Research
- 2025
Large Language Model Assisted Human Activity Recognition
Zhuoran Liu
Advised by: Karan Ahuja
Recognizing human activities from IMU sensor data underpins health monitoring, smart environments and HCI. Conventional HAR methods hinge on complex feature engineering or deep learning, demanding extensive labels and compute. We investigate repurposing LLMs for IMU‑based HAR by encoding statistical and spectral features into text prompts, enabling zero‑ and few‑shot classification. We also explore hybrid models where LLMs enrich classical classifiers with metadata and high‑level semantics. Preliminary experiments show LLMs rival traditional methods in interpretability and adaptability—especially in low‑data or personalized scenarios—paving the way for more transparent, generalizable and interactive HAR systems.
Human-AI Tools for Contextualizing Differences: Bridging Data-Driven Insights with Real-World Interpretability
Zhuoran Liu, Medini Chopra
Advised by: Haoqi Zhang
Comparing human experiences across locations is a core challenge in computational social science, HCI, and information retrieval. Although Yelp reviews provide abundant data, TF‑IDF’s document‑length bias, coarse category granularity, and ranking inconsistencies impede reliable cross‑location insights. We introduce a human–AI system that applies BM25 scoring with a threshold‑based relevance model to adjust term weights and surface conceptual shifts. Interactive visualizations make results accessible to both technical and non‑technical audiences. Evaluated on cross‑location review datasets, our approach delivers robust rankings and accurate detection of contextual differences, advancing human‑centered AI, scalable comparative analytics, and interpretability in information retrieval.

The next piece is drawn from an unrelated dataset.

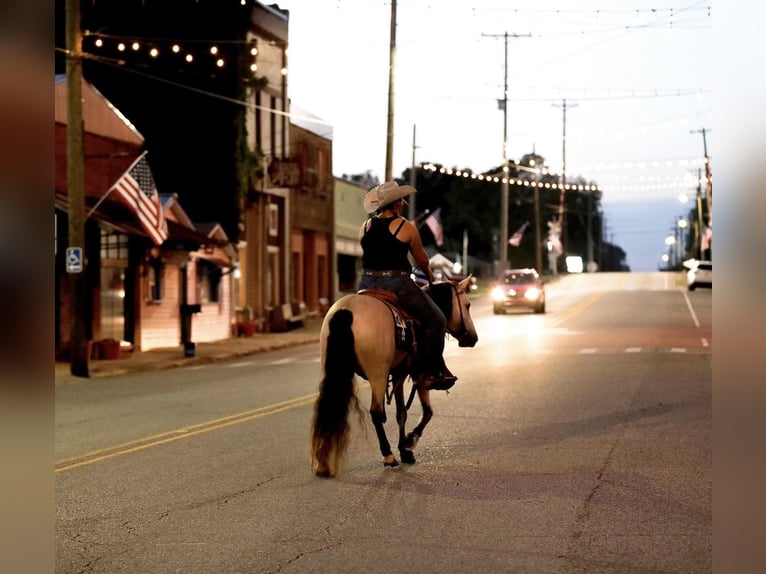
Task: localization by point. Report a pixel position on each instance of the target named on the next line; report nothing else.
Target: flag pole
(108, 191)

Cultural Underpinnings of Stress Relief: Exploring Cross-Cultural Coping Strategies
Zhuoran Liu, Siren Wang, Talia Ben-Naim, Yilin Zhang
Advised by: Nabil I Alshurafa
Stress management varies with culture. While most research examines individual or social coping, few compare methods—exercise, meditation, rituals, leisure—across groups. We surveyed diverse college students on stressors, coping preferences, perceived effectiveness, cultural upbringing and personality. Results will inform culturally adaptive, personalized mental‑health interventions tailored to different cultural contexts.
- 2024
Mapping the Role of Wearable and mHealth Technologies in Stress: A Scoping Review
Zhuoran Liu
Advised by: Nabil I Alshurafa
Stress in its various forms—including acute, physical, cognitive, socio‑evaluative and perceived—undermines mental and cardiovascular health. Wearable devices, mHealth and telemedicine offer real‑time stress monitoring, yet evidence is limited by small samples, short durations and heterogeneous outcomes. In this scoping review of 42 PubMed and IEEE Xplore studies (to September 10, 2024), heart rate variability dominated, while cortisol and telemedicine interventions were under‑utilized. We call for standardized protocols, long‑term effectiveness trials and scalable solutions across diverse populations.
- 2023
Explainable AI–Driven Integration of Health and Sleep Metrics for Enhanced Cardiovascular Risk Prediction
Zhuoran Liu — ICS Honor Program (UCI)
Advised by: Dr. Mohammad Moshirpour
Cardiovascular disease remains the world’s leading cause of death, yet routine risk assessments typically emphasize cholesterol and blood pressure while overlooking sleep. We present an explainable machine‑learning framework that jointly evaluates traditional health metrics and sleep characteristics—quality, duration and efficiency—using rigorous feature‑selection to surface their relative importance. By exposing model decisions in human‑readable form, clinicians can see how sleep parameters influence predicted CVD risk. In our experiments, adding sleep data boosted the model’s ability to identify high‑risk cases, suggesting that standard screening should expand to include sleep evaluation. This transparent AI approach not only improves predictive accuracy but also builds clinical trust, laying the groundwork for earlier interventions that could materially reduce cardiovascular mortality.